Description
Feature: Notebook Editor, Interactive Window, Python Editor cells
Description
Microsoft Data Science for VS Code Engineering Team: @rchiodo, @IanMatthewHuff, @DavidKutu, @DonJayamanne, @greazer
Context
VSCode allows users to connect with a running remote Jupyter server (https://code.visualstudio.com/docs/python/jupyter-support#_connect-to-a-remote-jupyter-server). Using the Jupyter API it is able to start a kernel and execute cells of a locally saved notebook remotely.
Use case/problem
If you want to for example call a function from another python file (foo.py
) from that notebook (local-notebook.ipynb
), the remote kernel can't access local files. The remote kernel can access other files saved on the remote notebook server. The problem is that local (Python) files are not synced with the remote Jupyter server instance, for the remote Python interpreter (kernel) to access them.
Existing solutions
The standard way of achieving this is through rsync over SSH. However this default requires managing a SSH connection and SSH keys (which large entreprises servers not necessarily allow).

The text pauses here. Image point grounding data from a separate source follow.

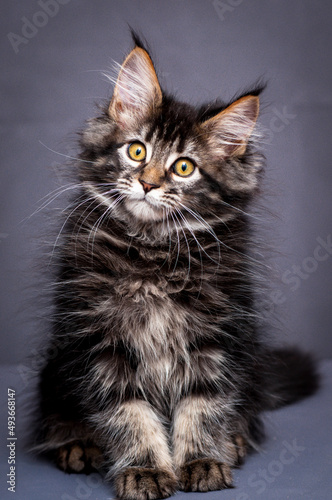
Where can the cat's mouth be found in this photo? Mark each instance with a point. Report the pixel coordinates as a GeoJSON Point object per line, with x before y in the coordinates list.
{"type": "Point", "coordinates": [145, 208]}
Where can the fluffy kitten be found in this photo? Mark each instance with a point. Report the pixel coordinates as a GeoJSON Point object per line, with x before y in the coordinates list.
{"type": "Point", "coordinates": [160, 373]}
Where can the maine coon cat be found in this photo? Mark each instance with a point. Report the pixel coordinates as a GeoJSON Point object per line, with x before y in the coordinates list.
{"type": "Point", "coordinates": [160, 372]}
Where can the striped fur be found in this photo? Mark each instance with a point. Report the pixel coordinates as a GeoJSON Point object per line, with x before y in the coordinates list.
{"type": "Point", "coordinates": [159, 364]}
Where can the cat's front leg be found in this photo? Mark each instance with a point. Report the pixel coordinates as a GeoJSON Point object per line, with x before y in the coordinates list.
{"type": "Point", "coordinates": [204, 450]}
{"type": "Point", "coordinates": [137, 445]}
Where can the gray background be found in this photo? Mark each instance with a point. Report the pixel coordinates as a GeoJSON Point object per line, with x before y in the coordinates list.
{"type": "Point", "coordinates": [204, 49]}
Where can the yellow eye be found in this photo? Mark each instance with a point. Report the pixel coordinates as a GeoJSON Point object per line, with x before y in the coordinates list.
{"type": "Point", "coordinates": [183, 167]}
{"type": "Point", "coordinates": [136, 151]}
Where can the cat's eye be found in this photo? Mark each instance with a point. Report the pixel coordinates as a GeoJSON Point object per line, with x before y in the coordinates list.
{"type": "Point", "coordinates": [136, 151]}
{"type": "Point", "coordinates": [183, 167]}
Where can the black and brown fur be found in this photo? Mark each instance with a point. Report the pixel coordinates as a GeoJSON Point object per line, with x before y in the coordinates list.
{"type": "Point", "coordinates": [160, 373]}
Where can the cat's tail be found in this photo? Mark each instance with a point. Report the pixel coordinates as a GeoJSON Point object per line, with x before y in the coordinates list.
{"type": "Point", "coordinates": [288, 376]}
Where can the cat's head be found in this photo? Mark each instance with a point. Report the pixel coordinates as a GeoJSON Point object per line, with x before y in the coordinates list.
{"type": "Point", "coordinates": [155, 160]}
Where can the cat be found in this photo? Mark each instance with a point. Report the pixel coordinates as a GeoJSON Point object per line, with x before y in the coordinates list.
{"type": "Point", "coordinates": [159, 372]}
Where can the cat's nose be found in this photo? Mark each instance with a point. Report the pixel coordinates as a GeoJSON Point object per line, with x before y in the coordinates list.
{"type": "Point", "coordinates": [147, 186]}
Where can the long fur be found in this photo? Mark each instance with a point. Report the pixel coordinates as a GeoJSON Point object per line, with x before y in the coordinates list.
{"type": "Point", "coordinates": [159, 362]}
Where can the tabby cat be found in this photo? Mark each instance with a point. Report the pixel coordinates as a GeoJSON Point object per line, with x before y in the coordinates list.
{"type": "Point", "coordinates": [159, 372]}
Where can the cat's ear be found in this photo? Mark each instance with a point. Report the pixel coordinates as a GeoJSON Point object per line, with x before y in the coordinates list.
{"type": "Point", "coordinates": [230, 130]}
{"type": "Point", "coordinates": [137, 90]}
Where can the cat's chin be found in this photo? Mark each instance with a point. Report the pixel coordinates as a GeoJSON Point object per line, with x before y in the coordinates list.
{"type": "Point", "coordinates": [144, 210]}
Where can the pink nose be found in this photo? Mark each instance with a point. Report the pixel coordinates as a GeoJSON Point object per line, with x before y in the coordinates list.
{"type": "Point", "coordinates": [147, 187]}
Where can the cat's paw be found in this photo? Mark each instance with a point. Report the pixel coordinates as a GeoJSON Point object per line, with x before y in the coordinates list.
{"type": "Point", "coordinates": [205, 474]}
{"type": "Point", "coordinates": [78, 457]}
{"type": "Point", "coordinates": [139, 483]}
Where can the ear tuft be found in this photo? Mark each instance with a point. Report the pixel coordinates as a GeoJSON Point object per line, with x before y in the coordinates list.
{"type": "Point", "coordinates": [231, 128]}
{"type": "Point", "coordinates": [137, 90]}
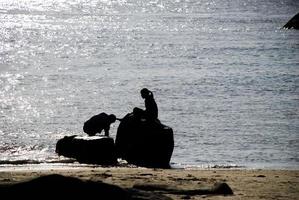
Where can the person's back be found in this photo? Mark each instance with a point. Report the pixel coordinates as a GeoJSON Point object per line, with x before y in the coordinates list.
{"type": "Point", "coordinates": [151, 108]}
{"type": "Point", "coordinates": [97, 123]}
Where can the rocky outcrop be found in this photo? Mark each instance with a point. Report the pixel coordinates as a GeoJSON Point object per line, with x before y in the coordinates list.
{"type": "Point", "coordinates": [57, 186]}
{"type": "Point", "coordinates": [293, 23]}
{"type": "Point", "coordinates": [94, 150]}
{"type": "Point", "coordinates": [144, 143]}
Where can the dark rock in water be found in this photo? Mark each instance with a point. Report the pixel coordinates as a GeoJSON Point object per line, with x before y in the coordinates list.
{"type": "Point", "coordinates": [56, 186]}
{"type": "Point", "coordinates": [293, 23]}
{"type": "Point", "coordinates": [93, 150]}
{"type": "Point", "coordinates": [144, 143]}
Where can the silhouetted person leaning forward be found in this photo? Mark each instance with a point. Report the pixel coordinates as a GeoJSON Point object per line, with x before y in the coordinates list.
{"type": "Point", "coordinates": [97, 123]}
{"type": "Point", "coordinates": [151, 109]}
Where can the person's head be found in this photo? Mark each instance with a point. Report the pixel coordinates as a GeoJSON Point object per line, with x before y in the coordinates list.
{"type": "Point", "coordinates": [145, 93]}
{"type": "Point", "coordinates": [112, 118]}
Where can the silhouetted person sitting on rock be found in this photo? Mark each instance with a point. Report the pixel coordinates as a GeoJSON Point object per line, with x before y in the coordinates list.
{"type": "Point", "coordinates": [97, 123]}
{"type": "Point", "coordinates": [151, 108]}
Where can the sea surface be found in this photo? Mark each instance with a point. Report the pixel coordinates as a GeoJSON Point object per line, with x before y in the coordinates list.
{"type": "Point", "coordinates": [224, 74]}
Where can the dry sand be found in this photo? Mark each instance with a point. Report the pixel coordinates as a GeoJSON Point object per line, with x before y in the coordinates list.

There are workarounds (manually uploading files through the notebook UI, and using git), but these inhibit development and iteration speed.
Proposal
Extend the VSCode Python extension to allow users to sync files with a remote running Jupyter notebook server. Under the hood, the Jupyter contents API can be used for this:
- https://jupyter-notebook.readthedocs.io/en/stable/extending/contents.html,
- https://github.com/jupyter/jupyter/wiki/Jupyter-Notebook-Server-API.
Authentication and authorization is handled through the API token that you need anyway to connect.
No SSH, git or manual hassle required.
Additionally, you can execute your local code (by calling it through the notebook) remotely without having to manage a remote Python SSH interpreter, or docker images. All you need is a running jupyter notebook.